So the opportunity to update our instincts for the entire, I mean, the market, I'm blown away by this thing. I think it could be just enormous. And there isn't anybody that has instincts that has a behavioral model that is driven by instinct, that is caught up to our world. I don't care who you are.
Have you tried it? I haven't, but as you can tell, I'm ready. Yeah, jeez. I feel you just injected me digitally just now with it. That was amazing. You know how much it costs a month? About a thousand bucks a month, right?
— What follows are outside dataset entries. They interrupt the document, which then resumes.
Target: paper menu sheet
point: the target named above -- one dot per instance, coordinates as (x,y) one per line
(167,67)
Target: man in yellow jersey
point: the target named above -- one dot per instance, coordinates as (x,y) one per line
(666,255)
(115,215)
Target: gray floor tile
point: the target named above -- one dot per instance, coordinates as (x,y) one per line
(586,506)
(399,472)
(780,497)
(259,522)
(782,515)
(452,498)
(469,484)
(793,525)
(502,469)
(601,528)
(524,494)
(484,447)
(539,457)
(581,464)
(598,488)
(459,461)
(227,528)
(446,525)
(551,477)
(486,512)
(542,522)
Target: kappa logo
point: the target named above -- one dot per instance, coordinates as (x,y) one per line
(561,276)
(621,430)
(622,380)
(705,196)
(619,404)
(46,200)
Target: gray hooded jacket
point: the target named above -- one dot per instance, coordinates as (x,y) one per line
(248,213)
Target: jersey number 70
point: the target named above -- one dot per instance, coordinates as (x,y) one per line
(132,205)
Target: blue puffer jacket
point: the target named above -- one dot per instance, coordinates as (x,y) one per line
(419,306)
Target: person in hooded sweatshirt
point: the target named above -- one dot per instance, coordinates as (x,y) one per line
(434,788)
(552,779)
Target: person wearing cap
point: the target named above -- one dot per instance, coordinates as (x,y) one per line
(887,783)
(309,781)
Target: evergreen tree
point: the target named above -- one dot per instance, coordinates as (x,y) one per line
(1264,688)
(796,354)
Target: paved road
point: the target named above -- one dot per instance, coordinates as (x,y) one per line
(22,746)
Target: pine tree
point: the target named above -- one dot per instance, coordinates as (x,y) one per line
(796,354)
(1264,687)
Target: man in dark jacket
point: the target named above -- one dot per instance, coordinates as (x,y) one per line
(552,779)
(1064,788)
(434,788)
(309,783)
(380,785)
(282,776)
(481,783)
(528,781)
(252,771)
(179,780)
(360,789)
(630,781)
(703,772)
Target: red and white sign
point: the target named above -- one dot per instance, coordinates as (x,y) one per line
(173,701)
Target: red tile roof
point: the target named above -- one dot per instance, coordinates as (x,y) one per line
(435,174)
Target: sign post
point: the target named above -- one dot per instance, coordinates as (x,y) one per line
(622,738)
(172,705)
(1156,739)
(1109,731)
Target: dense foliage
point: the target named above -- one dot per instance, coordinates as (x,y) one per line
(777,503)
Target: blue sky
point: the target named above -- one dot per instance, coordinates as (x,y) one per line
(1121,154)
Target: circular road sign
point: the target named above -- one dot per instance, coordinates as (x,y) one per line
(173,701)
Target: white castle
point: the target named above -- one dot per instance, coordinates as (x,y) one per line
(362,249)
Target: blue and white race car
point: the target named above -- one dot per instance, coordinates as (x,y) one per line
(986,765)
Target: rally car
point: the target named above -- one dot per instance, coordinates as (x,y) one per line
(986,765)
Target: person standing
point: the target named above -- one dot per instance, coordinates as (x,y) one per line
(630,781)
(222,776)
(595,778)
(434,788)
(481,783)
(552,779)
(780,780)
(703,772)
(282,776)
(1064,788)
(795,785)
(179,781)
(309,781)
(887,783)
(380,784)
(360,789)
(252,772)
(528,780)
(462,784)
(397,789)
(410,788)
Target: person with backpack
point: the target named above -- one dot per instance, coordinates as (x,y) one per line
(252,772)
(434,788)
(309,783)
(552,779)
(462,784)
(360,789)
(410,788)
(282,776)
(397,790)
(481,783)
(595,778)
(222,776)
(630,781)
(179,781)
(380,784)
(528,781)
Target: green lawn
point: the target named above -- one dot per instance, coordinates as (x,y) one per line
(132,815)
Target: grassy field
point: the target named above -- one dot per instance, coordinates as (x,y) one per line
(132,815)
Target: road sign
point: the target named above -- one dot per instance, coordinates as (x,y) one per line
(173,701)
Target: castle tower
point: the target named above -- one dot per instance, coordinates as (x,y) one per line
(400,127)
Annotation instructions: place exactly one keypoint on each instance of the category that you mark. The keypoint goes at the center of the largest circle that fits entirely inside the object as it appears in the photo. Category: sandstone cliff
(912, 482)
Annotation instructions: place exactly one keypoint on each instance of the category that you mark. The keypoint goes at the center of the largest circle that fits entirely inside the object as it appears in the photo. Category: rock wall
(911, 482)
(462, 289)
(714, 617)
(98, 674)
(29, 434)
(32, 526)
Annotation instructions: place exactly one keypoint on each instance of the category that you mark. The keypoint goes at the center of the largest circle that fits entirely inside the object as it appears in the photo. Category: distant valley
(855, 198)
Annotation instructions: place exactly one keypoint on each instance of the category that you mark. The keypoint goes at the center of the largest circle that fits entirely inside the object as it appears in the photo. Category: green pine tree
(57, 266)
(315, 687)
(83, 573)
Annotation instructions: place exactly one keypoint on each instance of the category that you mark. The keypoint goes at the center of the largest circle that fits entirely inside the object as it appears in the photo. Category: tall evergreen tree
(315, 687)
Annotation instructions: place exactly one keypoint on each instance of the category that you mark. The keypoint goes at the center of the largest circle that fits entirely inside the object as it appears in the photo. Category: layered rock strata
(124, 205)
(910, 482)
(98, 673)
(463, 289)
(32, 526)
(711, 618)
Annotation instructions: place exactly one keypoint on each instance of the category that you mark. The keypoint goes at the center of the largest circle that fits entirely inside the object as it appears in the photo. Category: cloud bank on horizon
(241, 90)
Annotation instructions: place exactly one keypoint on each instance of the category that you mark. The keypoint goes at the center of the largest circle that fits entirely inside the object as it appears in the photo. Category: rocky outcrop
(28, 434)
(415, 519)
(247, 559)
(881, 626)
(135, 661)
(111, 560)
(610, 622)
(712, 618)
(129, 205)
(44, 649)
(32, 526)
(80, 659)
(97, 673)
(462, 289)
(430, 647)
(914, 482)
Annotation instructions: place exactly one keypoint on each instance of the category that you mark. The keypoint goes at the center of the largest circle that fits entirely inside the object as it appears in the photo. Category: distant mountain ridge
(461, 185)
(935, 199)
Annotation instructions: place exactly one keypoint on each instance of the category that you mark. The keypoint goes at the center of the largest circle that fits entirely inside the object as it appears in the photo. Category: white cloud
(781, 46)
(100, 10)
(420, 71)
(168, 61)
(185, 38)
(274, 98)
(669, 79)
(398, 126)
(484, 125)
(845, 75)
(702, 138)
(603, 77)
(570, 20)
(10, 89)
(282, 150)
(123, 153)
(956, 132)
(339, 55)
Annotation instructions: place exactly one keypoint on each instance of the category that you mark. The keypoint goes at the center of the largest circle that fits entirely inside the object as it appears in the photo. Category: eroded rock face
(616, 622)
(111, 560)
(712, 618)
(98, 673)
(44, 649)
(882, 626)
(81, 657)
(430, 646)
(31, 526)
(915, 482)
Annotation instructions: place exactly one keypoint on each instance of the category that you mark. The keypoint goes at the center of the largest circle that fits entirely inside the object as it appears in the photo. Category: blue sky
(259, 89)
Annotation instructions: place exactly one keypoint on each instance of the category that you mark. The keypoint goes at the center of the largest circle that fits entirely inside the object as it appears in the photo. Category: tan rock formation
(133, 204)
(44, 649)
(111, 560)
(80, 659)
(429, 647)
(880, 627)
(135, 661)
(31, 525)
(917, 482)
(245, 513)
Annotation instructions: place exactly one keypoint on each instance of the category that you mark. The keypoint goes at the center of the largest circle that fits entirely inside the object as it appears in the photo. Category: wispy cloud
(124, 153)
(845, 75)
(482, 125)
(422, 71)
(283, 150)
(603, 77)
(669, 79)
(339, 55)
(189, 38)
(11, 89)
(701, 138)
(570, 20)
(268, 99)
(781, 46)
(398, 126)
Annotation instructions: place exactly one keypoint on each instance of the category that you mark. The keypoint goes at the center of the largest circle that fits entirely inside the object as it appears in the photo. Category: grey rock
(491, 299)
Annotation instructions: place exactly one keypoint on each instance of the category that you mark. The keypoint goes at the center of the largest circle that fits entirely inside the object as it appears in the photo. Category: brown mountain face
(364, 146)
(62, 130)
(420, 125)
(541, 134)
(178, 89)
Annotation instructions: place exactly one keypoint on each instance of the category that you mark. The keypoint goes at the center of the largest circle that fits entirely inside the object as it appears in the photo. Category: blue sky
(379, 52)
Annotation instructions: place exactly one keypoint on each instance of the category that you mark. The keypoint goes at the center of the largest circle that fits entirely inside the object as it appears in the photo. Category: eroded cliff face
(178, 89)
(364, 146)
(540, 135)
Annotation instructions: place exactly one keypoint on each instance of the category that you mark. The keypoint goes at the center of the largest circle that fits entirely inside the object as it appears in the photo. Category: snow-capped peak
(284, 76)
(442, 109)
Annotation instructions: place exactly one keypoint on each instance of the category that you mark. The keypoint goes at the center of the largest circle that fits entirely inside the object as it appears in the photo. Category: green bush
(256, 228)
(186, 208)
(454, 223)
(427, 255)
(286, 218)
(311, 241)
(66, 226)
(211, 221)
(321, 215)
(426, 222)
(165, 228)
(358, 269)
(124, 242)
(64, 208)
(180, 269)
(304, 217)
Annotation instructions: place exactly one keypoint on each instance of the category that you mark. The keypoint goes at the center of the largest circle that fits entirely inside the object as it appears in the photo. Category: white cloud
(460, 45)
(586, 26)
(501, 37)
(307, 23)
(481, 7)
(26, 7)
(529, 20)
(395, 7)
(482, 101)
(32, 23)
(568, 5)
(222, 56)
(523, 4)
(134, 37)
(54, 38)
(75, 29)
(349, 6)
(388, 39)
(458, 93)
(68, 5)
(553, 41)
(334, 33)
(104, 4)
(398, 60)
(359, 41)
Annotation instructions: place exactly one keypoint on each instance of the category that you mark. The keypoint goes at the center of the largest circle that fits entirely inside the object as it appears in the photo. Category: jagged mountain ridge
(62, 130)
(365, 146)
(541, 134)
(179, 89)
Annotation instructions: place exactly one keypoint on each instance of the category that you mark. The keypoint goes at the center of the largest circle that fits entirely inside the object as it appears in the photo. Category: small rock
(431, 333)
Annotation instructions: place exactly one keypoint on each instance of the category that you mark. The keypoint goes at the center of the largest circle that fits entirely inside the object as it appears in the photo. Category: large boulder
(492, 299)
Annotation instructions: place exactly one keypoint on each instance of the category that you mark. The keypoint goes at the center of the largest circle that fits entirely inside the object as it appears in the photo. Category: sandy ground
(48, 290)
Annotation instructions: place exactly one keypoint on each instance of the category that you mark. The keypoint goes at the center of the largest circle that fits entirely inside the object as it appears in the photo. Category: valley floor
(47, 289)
It's between $500 and $1,000 a month. When I was trying it, it was $500 a month out of pocket, most insurance companies. And I think if you have diabetes, they actually only cover it, I think, for a limited time. But most people using it now are just paying $500 to $1,000 a month. And here's the crazy shit about this drug.
You have to increase your dosage every week. So you start with a very small amount, and every two weeks or so, you have to increase it. Like forever? Well, I don't know forever, but over a course of at least a year, you have to... So when I first started taking it, I would test out just a little bit, and it would make me a little bit sick to my stomach. There's a few downsides. One is upset stomach.
And then after about three weeks, I'm like, all right, I feel great. Let's increase it. And then now at the end of six months, you're taking 10 times, basically on a syringe, you got to fill the thing up to 100. At first, you fill it up to 10. And over a year, you have to increase it. And so you have to pay more and more money. What could go wrong?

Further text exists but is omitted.